Primary Care Provider Gatekeeper | ||||
Yes | No | |||
Out of Network Benefit | Yes | POS | PPO | |
No | HMO | EPO |
There are gradients of restrictions between insurers. Not all HMOs are hyper restrictive. When I worked at UPMC Health Plan, the HMO was operationally not too different from an EPO. Some HMOs are strict about pre-authorization requirements.
Formulary
What drugs are covered? At what cost-sharing? How does pre-authorization work?
Premiums
How much do you pay out each month?
Cost-Sharing
What does it cost to go to a doctor? What does it cost to have a knee replaced? What does it cost to have a baby? This will almost always vary between insurers. It will often vary within insurers. Given plausible differences in individual expected health outcomes, some people will find a low or no deductible plan with a huge out of pocket limit to be better than a medium deductible plan with the out of pocket limit being the deductible.
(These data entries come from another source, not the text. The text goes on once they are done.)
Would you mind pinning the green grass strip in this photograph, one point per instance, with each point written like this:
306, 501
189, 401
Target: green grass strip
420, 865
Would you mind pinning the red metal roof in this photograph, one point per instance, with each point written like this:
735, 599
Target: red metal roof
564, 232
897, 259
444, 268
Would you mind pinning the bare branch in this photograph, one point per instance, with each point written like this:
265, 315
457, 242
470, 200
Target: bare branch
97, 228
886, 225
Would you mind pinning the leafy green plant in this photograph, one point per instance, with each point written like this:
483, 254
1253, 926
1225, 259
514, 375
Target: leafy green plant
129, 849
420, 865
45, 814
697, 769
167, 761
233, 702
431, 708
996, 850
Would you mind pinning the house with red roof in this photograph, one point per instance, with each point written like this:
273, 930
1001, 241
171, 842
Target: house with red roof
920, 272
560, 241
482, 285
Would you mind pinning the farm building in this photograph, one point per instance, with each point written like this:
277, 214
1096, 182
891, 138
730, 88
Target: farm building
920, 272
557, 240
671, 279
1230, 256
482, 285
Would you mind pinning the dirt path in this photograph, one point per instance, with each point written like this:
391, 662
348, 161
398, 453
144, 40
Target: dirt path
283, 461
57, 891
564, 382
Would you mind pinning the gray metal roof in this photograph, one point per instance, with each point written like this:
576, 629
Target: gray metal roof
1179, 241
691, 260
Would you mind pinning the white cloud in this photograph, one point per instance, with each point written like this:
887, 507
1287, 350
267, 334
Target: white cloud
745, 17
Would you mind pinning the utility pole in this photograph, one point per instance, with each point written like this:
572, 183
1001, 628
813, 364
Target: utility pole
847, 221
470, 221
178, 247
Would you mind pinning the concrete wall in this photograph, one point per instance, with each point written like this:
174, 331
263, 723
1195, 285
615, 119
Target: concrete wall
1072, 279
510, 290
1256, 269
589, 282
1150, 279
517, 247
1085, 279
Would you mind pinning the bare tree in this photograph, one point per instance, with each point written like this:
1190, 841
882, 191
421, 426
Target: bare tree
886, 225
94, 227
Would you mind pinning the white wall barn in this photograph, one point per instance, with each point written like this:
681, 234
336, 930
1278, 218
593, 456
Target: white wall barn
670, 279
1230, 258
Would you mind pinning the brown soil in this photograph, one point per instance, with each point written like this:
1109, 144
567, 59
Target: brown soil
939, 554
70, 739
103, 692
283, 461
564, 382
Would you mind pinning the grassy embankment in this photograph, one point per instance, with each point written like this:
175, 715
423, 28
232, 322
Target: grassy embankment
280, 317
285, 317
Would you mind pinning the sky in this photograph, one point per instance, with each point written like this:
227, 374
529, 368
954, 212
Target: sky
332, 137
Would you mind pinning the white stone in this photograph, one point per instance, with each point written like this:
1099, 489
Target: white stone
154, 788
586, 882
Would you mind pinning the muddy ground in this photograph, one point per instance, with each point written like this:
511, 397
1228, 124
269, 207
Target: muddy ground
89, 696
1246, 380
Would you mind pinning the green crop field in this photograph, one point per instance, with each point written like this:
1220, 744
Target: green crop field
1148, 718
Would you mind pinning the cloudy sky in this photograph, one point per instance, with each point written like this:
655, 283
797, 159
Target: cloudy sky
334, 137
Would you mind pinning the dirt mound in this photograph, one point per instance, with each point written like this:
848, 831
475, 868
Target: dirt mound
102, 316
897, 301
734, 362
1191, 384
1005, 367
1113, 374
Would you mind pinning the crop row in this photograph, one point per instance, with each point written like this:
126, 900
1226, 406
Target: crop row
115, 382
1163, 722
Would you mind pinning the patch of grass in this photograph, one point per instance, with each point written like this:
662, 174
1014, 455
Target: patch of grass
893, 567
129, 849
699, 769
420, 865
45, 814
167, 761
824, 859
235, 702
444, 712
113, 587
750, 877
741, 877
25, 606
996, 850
These are some of the obvious differences that people need to think through to assess if they are in a dominated plan. In most states, strictly and transparently dominated plans are unlikely to be common. There is enough cost-sharing design space to create minimally different plans that could conceivably give useful variation to someone. California, and a few other states, with standardized plan designs and active buyer marketplaces reduce the within and between insurer variations that allows us to see strictly and transparently dominated plan choice. In most other states, we are likely to only get highly probably fuzzy domination.
Baud
Saw the title and was finally excited there was a morning BDSM post. So disappointed.
sab
Yikes! Choices are hard.
ETA Mayhew Anderson was an invaluable resource back before I was on Medicare when I was on an individual market plan. Years later I still cannot thank him enough.
David Anderson
@Baud: There is never a safe word with insurance posts…
Math Guy
Sometimes brands change and not always for the better: people may condition their choices on the basis of prior experiences with a provider. A game theorist will also point out that players do not always act rationally.
Villago Delenda Est
Ok, speak to me as if I am a tiny child. HMO, Health Maintenance Organization, I can grasp. But the others? POS means avoid at all costs (Piece of Shit…you know, like TFG, That Fuckin’ Guy). EPO? PPO? I’m at a loss and haven’t had a cup of coffee yet so my brain can’t guess on those.
Villago Delenda Est
@Math Guy: “People do not always act rationally”. This is a bugaboo of the “science” of Economics that in its most extreme forms is a religion, see the idiocy of the Laffer Curve, or anything spouted by TFG (there’s that acronym again!)’s “economic advisors” like the utter POS Kudlow.
Singing truth to power
David Anderson/Mayhew, you helped me immeasurably when I was wrestling with making my Medicare decisions. I have benefited from your balloon-juice posts for years. Huge thanks!